Fencing doesn't support the Dell M600 (a box of blades) CMC for turning off and on the power.The CMC is a management facility for the M600 chassis. Fortunately, this is problem that is already solved. See my patch for fence_drac here: https://www.redhat.com/archives/linux-cluster/2008-August/msg00028.html https://www.redhat.com/archives/linux-cluster/2008-August/msg00027.html https://www.redhat.com/archives/linux-cluster/2008-August/msg00026.html This patch modifies the code for fencing a 1950. This has been checked against a 1950 that it still works.
I've patched my own fence_drac for my environment and verified this works for the m1000e chassis with m600 blades in it. when is this going to make it in to a release?
We are working on integration of these patches to new infrastructure (drac5.py) same as in 5.x - with ssh support, better logs, ... Can you test our new fence agent (I'll add it there or send a mail)? Unfortunately I don't have direct access to such machines so I can not work on it faster.
I'd be happy to test anything. I live in the DEV environment here, so I can get away with breaking stuff if that happens. E-mail or post a link, either way is fine with me. I still have to burn it, v-scan it, and import it to our "disconnected" network.
Created attachment 331445 [details] Fencing library Please set PYTHONPATH to directory with this library. You will also need package 'pexpect'
Created attachment 331446 [details] Fencing agent Example of usage: ./fence_drac5.py -o on -a 1.1.1.1 -l user -p pass -x -v -m server-16 -o status If it is possible please test also -o list (should print all available devices). If there are any problems please be sure to use -v (verbose) where should be everything.
We don't have this unit and haven't heard back about testing so I'm bumping this to 4.9.

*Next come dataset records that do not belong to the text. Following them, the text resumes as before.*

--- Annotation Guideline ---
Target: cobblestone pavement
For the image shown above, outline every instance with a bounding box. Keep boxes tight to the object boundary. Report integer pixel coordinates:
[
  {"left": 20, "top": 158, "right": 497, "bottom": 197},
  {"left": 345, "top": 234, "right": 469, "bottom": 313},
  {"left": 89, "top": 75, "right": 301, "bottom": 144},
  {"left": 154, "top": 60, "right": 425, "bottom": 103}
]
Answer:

Created attachment 340410 [details] Log of output while testing fence_drac5.py from comment #5 and #6 I have access to this equipment so I can test anything you need. I tried the agent posted in comment #5/6, but I was using RHEL 5.3 and cman-2.0.98-1.el5. I can try with RHEL 4 later this week. The agent successfully powers off a blade, but does not power it back on. It will also power on a blade that is already off, but the script fails after the first command it issues. This is because it is looking for a return text of "ON|OFF" after executing a command, but the blade takes a few seconds to complete the action, and the script polls every second, so it actually displays "Powering OFF|ON" for about 4 seconds before displaying "ON|OFF". I patched it by adding checks for these on the re.compile at line 38, see attached patch (I'm sure this could be done more eloquently, I just hacked it in to work). Also see attachments showing command results.
Created attachment 340411 [details] patch to fencing agent fence_drac5.py in comment #6 Patch to successfully fence blades in a Dell CMC DRAC.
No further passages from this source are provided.